Бенедикта легонько ткнула Нелли в бок. Труда, однако, приняла комплименты, смущенно улыбнулась и засеменила рядом с лейтенантом, подхватившим букет и рассыпающимся в любезностях. Две другие девушки шли позади по узкой дорожке.

– Вы сегодня не на службе, герр граф? – спросила Бенедикта.

– Нет, милая фройляйн, иначе меня бы здесь не было. Редкая радость в жизни лейтенанта. Эскадрон вызвали на склад. Говоря человеческим языком: новая форма требует подгонки по фигуре наших бравых ребят. Мне присутствовать не обязательно. Так я обрел радость провести день, свободный от королевской службы. Я говорю о радости не из неуважения к прекрасно организованной службе, а лишь потому, что перемены иногда заставляют человеческое сердце биться чаще от счастья, но замечу, что иногда и от глубокого огорчения, что вы вряд ли поймете.

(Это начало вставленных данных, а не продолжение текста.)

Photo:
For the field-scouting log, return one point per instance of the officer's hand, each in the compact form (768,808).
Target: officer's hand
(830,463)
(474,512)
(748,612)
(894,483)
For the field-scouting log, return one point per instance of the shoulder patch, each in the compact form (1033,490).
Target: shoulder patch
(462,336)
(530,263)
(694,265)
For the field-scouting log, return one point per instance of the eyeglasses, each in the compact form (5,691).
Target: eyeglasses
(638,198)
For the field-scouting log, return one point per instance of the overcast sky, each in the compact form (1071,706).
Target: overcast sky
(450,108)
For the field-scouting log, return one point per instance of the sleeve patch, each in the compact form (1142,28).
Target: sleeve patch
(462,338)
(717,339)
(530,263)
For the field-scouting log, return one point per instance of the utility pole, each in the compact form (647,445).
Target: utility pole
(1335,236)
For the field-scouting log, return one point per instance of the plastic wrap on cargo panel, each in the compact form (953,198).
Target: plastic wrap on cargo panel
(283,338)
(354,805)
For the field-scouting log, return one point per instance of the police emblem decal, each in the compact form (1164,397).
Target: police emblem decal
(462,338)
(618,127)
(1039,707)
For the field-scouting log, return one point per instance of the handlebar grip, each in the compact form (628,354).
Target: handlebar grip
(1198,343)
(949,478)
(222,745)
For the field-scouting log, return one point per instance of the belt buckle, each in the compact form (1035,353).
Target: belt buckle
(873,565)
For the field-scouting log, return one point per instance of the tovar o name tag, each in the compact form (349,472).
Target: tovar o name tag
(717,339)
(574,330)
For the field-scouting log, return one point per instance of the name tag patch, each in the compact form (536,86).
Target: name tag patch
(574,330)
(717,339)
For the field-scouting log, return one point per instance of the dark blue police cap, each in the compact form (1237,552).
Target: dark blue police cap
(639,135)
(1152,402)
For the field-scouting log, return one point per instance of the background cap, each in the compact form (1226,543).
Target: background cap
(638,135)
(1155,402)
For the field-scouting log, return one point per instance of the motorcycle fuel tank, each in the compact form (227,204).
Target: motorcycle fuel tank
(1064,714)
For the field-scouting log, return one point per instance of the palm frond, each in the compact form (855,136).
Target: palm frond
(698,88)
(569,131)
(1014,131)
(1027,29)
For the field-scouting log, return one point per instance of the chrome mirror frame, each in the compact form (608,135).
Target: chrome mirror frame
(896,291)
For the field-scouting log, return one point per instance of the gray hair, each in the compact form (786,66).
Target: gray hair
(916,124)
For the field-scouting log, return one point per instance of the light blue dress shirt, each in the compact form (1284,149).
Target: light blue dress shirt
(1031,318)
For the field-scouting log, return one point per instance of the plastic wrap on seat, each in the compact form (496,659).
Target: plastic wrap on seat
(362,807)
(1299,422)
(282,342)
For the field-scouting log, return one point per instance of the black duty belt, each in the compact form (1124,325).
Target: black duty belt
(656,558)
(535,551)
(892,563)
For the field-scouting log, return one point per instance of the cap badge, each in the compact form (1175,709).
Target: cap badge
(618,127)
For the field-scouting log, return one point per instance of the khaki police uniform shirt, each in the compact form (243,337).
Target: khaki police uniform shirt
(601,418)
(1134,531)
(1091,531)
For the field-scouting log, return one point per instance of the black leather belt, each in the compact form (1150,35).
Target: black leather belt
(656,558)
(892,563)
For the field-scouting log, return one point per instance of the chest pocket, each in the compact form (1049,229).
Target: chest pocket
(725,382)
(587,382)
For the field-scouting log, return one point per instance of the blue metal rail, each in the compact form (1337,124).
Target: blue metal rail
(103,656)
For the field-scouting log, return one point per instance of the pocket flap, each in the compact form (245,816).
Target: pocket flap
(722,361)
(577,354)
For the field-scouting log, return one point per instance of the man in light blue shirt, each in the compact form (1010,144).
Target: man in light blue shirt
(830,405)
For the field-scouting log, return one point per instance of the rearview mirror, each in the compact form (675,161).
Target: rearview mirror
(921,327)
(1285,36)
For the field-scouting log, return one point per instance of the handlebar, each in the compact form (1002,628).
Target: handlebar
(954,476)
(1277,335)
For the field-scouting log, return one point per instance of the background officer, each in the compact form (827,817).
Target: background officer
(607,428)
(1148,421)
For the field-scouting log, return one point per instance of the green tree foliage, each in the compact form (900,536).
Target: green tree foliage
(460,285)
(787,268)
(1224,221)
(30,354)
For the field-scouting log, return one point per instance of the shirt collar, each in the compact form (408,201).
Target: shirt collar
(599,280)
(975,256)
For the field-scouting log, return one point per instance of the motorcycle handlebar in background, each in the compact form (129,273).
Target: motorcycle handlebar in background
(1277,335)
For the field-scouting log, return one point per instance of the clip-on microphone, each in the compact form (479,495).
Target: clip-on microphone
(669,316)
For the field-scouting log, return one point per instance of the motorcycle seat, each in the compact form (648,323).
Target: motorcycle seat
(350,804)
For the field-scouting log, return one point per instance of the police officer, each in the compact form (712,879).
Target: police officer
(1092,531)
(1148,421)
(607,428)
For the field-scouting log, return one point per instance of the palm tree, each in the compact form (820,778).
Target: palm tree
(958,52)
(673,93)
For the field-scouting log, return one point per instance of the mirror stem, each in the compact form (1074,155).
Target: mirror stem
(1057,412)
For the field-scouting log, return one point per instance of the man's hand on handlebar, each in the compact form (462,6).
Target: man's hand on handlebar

– О да, – сказала Бенедикта. – Вы же говорите о долгах, которые пришла пора выплатить. Я не настолько глупа.

– Что вы, я о том, что иногда приходится отказаться от лучшего божественного дара.

– Вы наверняка знаете, – спросила Труда, – что сегодня ожидается возвращение герра Макса фон Тюбингена?

– Да, об этом говорят в Цорнове. Однако я все же попал к вам по случайности. Я собирался остаться дома и работать…

– Да-да, – сказала Бенедикта и рассмеялась.

– Как мило, что вы не хотите мне верить, баронесса! Но именно так и обстоят дела. Я в самом деле собирался работать. Хотел заняться подготовкой к военной академии, чтобы покинуть действующую армию. Уже взялся за книги, но тут теплый луч солнце скользнул по моей щеке, а за окном радостно запели малиновки, и я не смог усидеть за письменным столом и велел седлать.

– Императора?

– Нет, Тетку Больте, баронесса.

– Кого? – удивилась Труда.

– Тетку Больте, так зовут лошадь, крепкую рыжую кобылу, дочь Петра Великого из «Мисс Прайс», если вас интересует родословная.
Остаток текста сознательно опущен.